Juste « une certaine politique berbère de la France ! »

REFUGIES

Lexis de la langue française : « Réfugié, personne qui a quitté sa maison ou son pays à cause d’une invasion. »

Ma mère, les yeux secs, mais pleurant en dedans : « Jamais je n’aurai cru que des humains seraient capables de tant de tueries et autant de destructions ! Ton père avait travaillé 25 ans au fond des mines françaises pour pouvoir construire notre maison… ». (Weroin bac ad amne$ belli llan imdanen i’gzemren ad n$en akken wad sdermen sennig wakken !)

TAZROUTZ

En quittant notre village, qui allait être détruit, pour celui de mes oncles, TAZROUTZ, nous ne croyions pas alors que l’armée coloniale allait détruire notre village et surtout pas notre grande et magnifique maison ! Longtemps après sa destruction, je croyais qu’elle allait redevenir comme elle était. Ce n’était qu’une question de temps… J’étais sans doute à la fois trop jeune mais aussi trop naïf pour croire tout ce qui se passait dans les contes de nos grands-mères où les maisons détruites et les arbres brûlés tout comme les héros – qui se sacrifiaient pour les leurs – allaient redevenir comme avant et, pour les héros, revenir à la vie. Car selon nos croyances, quelqu’un qui se sacrifiait pour les siens et son pays ne mourrait jamais !

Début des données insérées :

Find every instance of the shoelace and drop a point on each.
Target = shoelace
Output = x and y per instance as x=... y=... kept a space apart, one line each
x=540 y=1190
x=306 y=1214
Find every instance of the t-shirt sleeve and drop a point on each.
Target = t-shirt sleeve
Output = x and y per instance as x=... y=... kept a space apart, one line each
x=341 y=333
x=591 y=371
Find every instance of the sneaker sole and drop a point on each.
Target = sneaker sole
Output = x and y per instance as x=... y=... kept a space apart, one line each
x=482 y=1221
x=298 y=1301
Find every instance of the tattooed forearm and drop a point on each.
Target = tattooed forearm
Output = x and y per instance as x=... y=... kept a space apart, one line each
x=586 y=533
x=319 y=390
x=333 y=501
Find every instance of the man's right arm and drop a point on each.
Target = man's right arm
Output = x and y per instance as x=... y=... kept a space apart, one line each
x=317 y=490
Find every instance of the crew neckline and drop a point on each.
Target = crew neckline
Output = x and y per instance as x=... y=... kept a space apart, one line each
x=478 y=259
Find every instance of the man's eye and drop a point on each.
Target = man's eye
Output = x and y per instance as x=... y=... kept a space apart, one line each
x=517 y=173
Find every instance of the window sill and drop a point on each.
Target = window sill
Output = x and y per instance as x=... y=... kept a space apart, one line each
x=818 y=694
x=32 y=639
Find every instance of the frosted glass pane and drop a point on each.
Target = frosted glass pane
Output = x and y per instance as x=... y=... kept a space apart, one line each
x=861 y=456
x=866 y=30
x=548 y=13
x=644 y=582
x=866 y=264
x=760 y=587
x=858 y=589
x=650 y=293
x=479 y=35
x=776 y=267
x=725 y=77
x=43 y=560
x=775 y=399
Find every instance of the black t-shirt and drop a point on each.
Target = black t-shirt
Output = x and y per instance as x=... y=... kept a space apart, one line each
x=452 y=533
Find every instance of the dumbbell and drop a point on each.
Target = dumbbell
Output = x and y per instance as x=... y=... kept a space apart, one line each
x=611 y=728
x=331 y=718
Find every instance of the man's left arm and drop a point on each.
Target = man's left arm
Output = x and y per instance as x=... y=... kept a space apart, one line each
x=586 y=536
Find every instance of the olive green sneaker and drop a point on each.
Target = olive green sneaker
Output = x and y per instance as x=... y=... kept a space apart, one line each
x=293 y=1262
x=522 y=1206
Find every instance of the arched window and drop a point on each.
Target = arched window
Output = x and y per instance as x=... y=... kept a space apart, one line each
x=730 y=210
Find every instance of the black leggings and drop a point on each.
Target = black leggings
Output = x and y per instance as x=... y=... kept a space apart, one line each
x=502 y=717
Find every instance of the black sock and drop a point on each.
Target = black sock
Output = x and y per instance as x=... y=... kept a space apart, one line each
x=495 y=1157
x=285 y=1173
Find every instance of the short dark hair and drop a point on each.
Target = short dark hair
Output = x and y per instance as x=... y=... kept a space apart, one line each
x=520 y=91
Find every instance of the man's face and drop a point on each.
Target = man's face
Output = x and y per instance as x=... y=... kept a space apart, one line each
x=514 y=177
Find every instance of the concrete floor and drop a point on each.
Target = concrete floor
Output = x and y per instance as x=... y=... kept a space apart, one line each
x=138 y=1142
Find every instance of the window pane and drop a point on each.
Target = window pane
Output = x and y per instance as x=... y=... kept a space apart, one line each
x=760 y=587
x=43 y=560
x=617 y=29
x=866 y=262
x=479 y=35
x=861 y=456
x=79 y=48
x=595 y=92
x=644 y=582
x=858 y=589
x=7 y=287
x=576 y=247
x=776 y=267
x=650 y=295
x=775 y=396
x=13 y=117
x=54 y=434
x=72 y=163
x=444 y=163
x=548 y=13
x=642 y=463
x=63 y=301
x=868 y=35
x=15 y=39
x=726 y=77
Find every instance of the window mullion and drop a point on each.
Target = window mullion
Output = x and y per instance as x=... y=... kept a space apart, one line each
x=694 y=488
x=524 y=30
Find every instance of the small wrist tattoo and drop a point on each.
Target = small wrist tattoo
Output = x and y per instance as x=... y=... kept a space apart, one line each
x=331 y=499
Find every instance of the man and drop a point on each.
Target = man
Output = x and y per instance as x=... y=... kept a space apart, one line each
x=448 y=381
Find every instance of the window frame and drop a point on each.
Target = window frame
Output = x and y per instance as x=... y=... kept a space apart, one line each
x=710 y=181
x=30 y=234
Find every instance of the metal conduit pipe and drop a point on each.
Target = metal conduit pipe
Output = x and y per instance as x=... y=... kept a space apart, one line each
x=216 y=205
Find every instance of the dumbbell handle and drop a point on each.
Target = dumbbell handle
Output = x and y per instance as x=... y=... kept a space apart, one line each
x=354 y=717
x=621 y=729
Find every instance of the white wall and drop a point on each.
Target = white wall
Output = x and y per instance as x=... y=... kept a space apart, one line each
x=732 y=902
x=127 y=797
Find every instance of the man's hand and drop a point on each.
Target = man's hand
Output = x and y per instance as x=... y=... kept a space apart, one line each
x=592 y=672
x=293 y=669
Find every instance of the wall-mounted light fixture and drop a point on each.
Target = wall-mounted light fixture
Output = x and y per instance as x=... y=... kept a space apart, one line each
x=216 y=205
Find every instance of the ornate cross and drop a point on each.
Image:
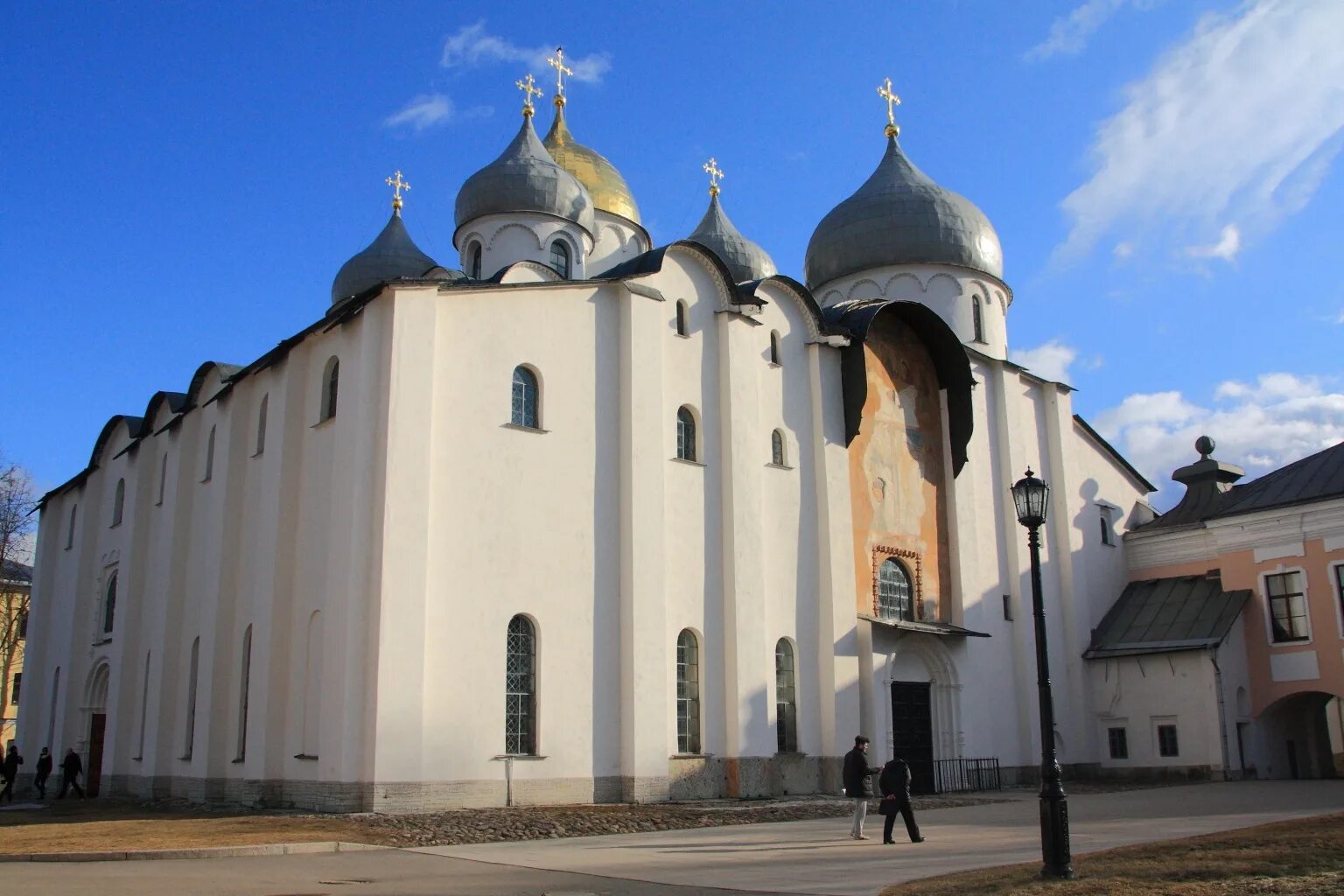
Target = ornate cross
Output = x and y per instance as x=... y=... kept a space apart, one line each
x=715 y=175
x=892 y=101
x=529 y=90
x=561 y=70
x=398 y=186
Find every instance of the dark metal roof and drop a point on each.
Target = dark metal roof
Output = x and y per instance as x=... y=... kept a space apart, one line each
x=744 y=258
x=948 y=354
x=1160 y=615
x=391 y=256
x=900 y=216
x=524 y=178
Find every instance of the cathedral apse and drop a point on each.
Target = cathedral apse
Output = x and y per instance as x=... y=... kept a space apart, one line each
x=897 y=471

Malgré ces jours d’enfer, mon père gardait un calme étrange… apaisant. Il était plongé presque toujours dans une humeur égale et rien ne lui enlevait son sourire et l’éclat de ses beaux yeux bleus. Il n’oubliait jamais de nous dire « des mots doux », de nous sourire, de nous prendre la main pour nous rassurer… Ce n’est rien les enfants ! Tout redeviendra comme avant ! N’ayez crainte !

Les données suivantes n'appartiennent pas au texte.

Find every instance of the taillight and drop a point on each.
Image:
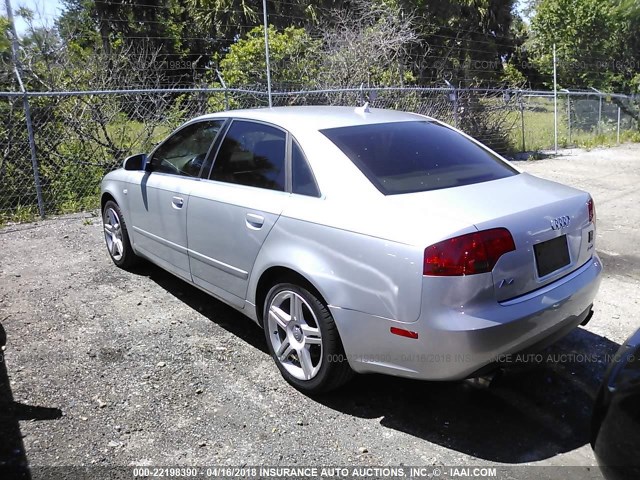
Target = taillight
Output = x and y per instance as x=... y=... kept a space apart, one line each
x=468 y=254
x=592 y=210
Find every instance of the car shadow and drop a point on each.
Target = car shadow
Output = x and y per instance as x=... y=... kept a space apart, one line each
x=216 y=311
x=529 y=411
x=13 y=458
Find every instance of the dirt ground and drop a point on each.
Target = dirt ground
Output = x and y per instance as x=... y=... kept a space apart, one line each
x=104 y=367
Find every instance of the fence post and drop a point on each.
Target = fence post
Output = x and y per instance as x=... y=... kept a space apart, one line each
x=224 y=85
x=568 y=115
x=266 y=49
x=521 y=104
x=17 y=67
x=453 y=96
x=555 y=103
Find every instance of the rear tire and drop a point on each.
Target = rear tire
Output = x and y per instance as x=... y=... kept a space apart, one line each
x=303 y=340
x=117 y=236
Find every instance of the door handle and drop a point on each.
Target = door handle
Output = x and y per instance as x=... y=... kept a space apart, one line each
x=255 y=221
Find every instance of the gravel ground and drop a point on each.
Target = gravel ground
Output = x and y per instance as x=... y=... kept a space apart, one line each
x=104 y=367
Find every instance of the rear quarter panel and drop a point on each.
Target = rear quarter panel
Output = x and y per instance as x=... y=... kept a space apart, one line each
x=350 y=270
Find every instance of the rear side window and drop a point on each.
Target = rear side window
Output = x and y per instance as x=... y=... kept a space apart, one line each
x=252 y=154
x=405 y=157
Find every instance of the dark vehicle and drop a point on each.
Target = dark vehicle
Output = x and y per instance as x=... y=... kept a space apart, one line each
x=615 y=428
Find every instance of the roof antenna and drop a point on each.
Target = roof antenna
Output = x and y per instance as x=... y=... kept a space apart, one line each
x=363 y=109
x=371 y=97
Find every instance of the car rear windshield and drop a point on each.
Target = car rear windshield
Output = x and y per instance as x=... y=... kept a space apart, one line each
x=416 y=156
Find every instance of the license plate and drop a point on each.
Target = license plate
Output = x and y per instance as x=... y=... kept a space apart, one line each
x=551 y=255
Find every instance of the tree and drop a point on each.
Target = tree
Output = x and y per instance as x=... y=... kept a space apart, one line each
x=293 y=54
x=584 y=33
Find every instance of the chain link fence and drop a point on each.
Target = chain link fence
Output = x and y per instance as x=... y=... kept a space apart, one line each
x=79 y=136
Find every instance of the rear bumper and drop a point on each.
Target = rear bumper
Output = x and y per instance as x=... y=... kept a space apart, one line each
x=457 y=343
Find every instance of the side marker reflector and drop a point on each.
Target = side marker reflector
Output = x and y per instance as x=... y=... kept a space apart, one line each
x=404 y=333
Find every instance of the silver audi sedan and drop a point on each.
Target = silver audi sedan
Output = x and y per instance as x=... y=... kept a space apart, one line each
x=361 y=240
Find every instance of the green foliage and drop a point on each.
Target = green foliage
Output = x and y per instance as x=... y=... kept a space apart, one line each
x=597 y=42
x=293 y=56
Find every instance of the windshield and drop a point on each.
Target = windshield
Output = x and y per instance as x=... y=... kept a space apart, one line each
x=417 y=156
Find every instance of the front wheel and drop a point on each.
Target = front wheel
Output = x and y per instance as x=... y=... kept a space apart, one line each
x=116 y=236
x=303 y=340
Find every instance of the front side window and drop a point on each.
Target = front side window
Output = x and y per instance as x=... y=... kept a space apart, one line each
x=185 y=151
x=416 y=156
x=252 y=154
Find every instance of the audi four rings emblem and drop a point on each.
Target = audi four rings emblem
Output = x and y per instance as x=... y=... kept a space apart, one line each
x=560 y=222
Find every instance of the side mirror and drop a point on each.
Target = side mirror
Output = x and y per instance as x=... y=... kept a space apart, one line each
x=135 y=162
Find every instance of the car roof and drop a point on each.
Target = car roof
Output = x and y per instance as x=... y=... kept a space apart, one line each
x=318 y=117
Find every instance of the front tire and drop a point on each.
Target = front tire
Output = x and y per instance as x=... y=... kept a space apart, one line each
x=303 y=340
x=116 y=236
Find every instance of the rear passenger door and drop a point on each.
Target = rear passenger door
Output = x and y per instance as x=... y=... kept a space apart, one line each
x=232 y=210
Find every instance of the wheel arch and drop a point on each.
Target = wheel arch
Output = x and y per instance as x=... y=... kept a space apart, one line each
x=105 y=197
x=281 y=274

 Quand nous pleurions de peur et de désarroi, il disait ces mots auxquels nous croyions ; des mots doux et si forts ! Des mots à la mesure de la catastrophe qui nous tombait dessus ! « Ne pleurez pas… Un jour, nous reconstruirons notre maison et elle sera encore plus belle ! » Comme si le pire était encore à venir ! Quelques semaines passèrent. Des journées qui avaient permis les moissons et la cueillette des figues sous le contrôle des soldats français.

Nous pensions que nous allions rester là jusqu’au jour où, selon les paroles de mon père, nous allions redescendre vers notre village et reconstruire notre maison comme le feraient tous les parents et voisins d’Ibouziden[1]. Pendant notre séjour à Tazroutz, mon père en profitait aussi pour demander de l’aide à ses amis qui habitaient Ighzer Amokrane pour que nous puissions descendre dans la vallée dans notre vieille maison. Chaque jour qui passait, nous attendions que le miracle se produisit ! En attendant, nous étions en paix. Et c’était l’essentiel. Les militaires ne faisaient plus d’incursions en pleine nuit pour nous réveiller en nous criant dessus et en brutalisant mon père. Tous les mouvements des villageois étaient surveillés et contrôlaient. Tout allait bien. Nous étions en été et nous avions beaucoup de travail aux champs.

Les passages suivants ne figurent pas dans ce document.